The same contractor forgot to tighten the toilet bolts after installation during the reno. I’m not going to describe what happened there as this is a family newspaper. Our handyman and his subtrade made short work of the fix, but it was, um, startling to discover.

We’ve stumbled upon many oddities when viewing or renovating houses over the years. Some of the questions or comments made at the time by various inspectors or contractors — or my wife and I — will give you a hint as to the issue at hand.

“There must have been a sale on mistinted paint colours at Home Depot. It looks like Walt Disney vomited on the walls.”

“Should there be black stuff on the grout?”

“Oh my. I just CLRed the shower door, and it looks like it’s actually supposed to be clear glass and not clouded.”

“Remind me, is it the six-by-six floor tile or nine-by-nine that have asbestos in them?

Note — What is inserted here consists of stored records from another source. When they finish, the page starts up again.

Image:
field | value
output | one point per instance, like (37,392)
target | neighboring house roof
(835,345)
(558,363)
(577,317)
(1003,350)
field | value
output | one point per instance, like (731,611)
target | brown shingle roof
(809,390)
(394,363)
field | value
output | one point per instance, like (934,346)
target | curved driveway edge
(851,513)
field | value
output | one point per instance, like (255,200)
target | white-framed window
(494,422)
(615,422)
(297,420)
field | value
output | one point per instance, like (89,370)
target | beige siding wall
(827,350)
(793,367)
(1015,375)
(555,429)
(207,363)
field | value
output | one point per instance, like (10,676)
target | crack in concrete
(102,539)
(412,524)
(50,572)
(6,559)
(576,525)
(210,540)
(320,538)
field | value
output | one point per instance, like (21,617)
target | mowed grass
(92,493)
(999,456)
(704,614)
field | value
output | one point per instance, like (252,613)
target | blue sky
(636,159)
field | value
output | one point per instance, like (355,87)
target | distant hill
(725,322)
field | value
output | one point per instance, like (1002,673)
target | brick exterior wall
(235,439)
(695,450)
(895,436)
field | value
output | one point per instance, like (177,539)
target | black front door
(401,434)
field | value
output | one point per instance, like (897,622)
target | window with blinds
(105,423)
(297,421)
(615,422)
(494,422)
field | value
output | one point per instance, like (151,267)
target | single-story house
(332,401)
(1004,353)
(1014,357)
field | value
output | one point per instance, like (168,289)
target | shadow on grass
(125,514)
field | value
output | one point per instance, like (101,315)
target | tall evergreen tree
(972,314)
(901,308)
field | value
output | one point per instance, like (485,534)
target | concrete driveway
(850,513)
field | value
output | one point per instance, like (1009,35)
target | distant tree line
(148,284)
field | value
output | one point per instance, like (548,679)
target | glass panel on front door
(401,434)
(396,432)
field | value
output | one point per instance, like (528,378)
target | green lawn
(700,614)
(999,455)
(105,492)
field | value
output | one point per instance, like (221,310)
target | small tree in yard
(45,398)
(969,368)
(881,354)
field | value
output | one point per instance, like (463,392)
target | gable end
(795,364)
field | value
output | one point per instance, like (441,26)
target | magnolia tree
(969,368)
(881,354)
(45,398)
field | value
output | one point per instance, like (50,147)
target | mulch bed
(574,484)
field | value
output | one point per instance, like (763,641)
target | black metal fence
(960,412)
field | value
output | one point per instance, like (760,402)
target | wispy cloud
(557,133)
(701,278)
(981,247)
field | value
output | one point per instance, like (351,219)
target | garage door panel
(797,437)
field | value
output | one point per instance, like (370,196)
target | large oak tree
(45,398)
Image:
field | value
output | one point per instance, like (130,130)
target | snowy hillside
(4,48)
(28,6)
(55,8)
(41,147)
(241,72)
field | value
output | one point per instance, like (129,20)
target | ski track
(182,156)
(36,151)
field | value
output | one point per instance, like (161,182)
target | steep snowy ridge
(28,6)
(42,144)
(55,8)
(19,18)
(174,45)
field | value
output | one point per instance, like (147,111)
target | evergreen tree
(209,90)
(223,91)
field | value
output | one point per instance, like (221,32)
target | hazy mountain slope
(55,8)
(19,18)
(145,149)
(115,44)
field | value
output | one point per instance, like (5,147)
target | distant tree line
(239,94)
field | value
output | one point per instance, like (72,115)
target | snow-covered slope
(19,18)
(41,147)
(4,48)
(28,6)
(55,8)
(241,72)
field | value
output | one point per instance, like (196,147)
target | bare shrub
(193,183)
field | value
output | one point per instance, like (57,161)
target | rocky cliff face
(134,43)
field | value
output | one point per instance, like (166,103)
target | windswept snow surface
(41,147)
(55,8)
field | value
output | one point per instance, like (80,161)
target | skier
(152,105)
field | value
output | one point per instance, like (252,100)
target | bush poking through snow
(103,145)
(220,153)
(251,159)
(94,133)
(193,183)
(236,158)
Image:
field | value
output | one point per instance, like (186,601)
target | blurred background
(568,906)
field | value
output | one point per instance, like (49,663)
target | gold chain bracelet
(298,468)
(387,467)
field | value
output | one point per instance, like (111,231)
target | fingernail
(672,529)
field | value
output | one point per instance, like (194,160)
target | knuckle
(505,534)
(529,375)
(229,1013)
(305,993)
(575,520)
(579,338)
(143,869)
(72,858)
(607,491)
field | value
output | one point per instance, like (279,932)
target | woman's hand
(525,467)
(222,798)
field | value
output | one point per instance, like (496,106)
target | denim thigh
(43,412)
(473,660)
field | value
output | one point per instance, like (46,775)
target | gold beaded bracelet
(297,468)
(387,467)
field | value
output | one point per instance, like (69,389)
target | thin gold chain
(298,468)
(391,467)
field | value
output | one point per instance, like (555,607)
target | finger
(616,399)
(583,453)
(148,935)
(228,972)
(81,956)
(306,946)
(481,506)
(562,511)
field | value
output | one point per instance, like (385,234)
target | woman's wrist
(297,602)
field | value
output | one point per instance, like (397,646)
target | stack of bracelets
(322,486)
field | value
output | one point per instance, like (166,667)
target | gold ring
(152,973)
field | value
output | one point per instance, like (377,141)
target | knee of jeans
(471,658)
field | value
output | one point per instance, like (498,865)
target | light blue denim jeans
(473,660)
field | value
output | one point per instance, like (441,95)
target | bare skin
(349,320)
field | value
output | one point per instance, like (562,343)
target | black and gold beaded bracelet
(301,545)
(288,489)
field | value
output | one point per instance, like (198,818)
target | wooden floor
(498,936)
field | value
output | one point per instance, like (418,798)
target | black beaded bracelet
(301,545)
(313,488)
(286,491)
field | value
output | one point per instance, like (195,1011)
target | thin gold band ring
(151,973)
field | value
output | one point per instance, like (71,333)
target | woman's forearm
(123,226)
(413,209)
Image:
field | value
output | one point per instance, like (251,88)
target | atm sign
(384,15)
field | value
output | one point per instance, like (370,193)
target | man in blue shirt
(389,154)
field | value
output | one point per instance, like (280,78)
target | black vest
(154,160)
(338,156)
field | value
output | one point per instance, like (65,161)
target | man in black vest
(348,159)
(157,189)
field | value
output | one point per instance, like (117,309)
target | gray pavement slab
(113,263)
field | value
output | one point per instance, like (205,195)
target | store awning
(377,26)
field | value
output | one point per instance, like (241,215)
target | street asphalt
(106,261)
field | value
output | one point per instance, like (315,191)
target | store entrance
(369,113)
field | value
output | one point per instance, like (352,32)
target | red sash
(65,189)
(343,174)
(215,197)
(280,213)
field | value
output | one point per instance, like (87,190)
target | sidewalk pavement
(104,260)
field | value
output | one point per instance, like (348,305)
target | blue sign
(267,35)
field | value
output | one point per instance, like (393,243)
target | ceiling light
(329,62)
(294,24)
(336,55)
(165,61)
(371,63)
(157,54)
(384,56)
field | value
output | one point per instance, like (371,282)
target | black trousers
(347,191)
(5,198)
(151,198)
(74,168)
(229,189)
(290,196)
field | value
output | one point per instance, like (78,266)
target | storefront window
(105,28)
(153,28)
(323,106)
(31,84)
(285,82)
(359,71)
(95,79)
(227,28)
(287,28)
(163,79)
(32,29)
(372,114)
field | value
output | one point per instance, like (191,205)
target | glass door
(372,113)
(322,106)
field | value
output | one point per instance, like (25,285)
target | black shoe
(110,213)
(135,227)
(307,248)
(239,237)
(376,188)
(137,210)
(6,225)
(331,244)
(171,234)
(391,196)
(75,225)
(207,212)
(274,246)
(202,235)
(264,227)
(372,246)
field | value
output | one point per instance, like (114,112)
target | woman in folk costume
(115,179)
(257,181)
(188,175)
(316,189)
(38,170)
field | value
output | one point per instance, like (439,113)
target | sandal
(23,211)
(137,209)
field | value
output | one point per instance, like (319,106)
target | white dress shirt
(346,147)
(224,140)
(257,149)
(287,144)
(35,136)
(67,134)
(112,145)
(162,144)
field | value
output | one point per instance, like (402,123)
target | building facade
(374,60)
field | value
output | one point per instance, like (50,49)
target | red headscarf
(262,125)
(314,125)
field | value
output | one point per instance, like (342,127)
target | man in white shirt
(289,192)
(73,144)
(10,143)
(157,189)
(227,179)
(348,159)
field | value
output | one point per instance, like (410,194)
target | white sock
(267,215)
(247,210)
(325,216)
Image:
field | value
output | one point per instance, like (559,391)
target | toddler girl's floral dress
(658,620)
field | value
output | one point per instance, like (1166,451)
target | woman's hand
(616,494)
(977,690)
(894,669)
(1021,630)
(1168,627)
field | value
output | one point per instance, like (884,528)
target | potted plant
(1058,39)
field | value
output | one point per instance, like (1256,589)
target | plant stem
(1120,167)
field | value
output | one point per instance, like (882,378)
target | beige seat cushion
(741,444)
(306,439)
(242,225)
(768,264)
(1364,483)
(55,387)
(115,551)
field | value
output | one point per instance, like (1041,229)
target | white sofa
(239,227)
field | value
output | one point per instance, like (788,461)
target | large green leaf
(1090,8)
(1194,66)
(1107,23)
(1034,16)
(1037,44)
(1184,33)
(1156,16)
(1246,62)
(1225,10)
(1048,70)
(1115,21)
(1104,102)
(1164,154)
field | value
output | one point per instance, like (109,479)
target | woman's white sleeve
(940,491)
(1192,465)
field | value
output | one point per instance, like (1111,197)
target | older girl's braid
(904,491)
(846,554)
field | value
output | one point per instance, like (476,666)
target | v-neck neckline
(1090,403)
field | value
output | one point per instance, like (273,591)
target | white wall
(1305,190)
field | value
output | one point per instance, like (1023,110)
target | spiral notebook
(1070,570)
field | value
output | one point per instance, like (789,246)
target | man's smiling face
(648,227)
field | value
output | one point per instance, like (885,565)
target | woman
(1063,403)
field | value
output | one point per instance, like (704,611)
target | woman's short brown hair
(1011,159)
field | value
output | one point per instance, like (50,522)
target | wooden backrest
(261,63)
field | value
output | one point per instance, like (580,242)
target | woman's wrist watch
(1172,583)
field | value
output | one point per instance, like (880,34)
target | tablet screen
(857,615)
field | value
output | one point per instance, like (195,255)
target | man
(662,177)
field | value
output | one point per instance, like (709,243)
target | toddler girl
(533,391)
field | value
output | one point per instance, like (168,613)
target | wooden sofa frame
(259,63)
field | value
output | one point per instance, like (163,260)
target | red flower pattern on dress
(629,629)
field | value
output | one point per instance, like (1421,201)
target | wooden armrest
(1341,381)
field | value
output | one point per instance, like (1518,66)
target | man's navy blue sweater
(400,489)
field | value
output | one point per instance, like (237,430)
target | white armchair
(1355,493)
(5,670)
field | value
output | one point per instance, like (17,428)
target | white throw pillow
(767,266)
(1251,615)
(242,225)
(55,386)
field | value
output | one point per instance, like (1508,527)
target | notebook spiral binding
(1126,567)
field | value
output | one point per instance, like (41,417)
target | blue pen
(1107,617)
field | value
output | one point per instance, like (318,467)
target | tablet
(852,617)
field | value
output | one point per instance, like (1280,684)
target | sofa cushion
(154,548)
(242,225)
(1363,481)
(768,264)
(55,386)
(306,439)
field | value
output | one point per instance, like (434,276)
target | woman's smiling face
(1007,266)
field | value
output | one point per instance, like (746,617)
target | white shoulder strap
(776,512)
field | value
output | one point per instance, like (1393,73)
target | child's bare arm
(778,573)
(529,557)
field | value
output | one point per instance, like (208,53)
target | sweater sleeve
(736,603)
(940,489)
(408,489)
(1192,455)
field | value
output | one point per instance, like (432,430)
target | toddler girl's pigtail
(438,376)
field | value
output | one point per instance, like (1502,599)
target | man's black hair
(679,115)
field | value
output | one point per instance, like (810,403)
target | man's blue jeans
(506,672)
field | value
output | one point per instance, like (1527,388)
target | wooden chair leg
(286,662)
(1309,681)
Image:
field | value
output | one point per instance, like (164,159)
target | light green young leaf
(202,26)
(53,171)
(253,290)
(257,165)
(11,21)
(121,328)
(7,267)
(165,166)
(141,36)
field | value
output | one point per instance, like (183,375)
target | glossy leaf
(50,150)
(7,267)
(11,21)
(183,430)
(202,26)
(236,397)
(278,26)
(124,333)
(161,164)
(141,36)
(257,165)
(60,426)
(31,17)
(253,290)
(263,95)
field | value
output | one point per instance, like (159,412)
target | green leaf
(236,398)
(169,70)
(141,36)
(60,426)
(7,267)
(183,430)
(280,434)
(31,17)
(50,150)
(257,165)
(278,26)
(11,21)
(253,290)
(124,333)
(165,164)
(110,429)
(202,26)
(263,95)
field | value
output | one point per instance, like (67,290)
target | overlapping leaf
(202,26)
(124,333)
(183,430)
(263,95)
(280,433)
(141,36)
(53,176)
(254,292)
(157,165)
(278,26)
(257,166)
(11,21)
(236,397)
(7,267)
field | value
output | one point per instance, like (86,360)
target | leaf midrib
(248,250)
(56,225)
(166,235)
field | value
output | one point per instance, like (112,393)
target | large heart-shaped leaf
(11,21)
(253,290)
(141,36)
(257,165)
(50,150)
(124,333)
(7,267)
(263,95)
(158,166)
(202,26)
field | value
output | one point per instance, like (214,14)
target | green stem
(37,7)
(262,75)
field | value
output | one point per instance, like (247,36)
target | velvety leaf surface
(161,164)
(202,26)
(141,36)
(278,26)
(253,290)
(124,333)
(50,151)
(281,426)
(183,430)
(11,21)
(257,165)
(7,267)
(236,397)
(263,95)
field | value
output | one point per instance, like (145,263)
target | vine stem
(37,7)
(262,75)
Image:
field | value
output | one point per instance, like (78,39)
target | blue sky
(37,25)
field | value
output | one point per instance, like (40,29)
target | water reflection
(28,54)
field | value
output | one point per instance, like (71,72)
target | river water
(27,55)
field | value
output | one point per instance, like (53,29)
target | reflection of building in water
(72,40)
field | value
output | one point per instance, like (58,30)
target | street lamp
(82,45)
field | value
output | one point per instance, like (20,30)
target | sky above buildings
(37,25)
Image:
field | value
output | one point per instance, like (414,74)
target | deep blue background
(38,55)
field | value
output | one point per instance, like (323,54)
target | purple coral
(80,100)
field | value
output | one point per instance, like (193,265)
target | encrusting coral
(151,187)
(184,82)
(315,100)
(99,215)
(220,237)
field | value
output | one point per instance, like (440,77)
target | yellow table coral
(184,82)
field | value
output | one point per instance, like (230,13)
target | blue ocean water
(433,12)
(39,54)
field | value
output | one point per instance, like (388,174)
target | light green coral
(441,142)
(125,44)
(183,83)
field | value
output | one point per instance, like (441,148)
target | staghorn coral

These are nine-by-nine.”

“Do you smell natural gas?”

“So, the shower seems to be a garden hose hanging from the rafters in the middle of the basement.”

“Knob-and-tube is good, right?”

“This light switch doesn’t seem to do anything.”

“It appears the sewer drain clean-out cap was not quite on properly.”

“Yes, that is indeed wood shavings in the walls where insulation should be.”

“If you want to go up the ladder and have a look with the flashlight, you can see the unencapsulated asbestos is everywhere.” (Side note, why would I want to go up and look at or breath that in?)

“Should those wires be exposed like that?”

“That wall was actually structural.”

“I can’t believe there hasn’t been a fire.”

“The trim will cover it.”

“That’s where the mice are likely getting in.”

And finally, the worst phrase you’ll hear from a home inspector: “I’ve never seen anything like that before!”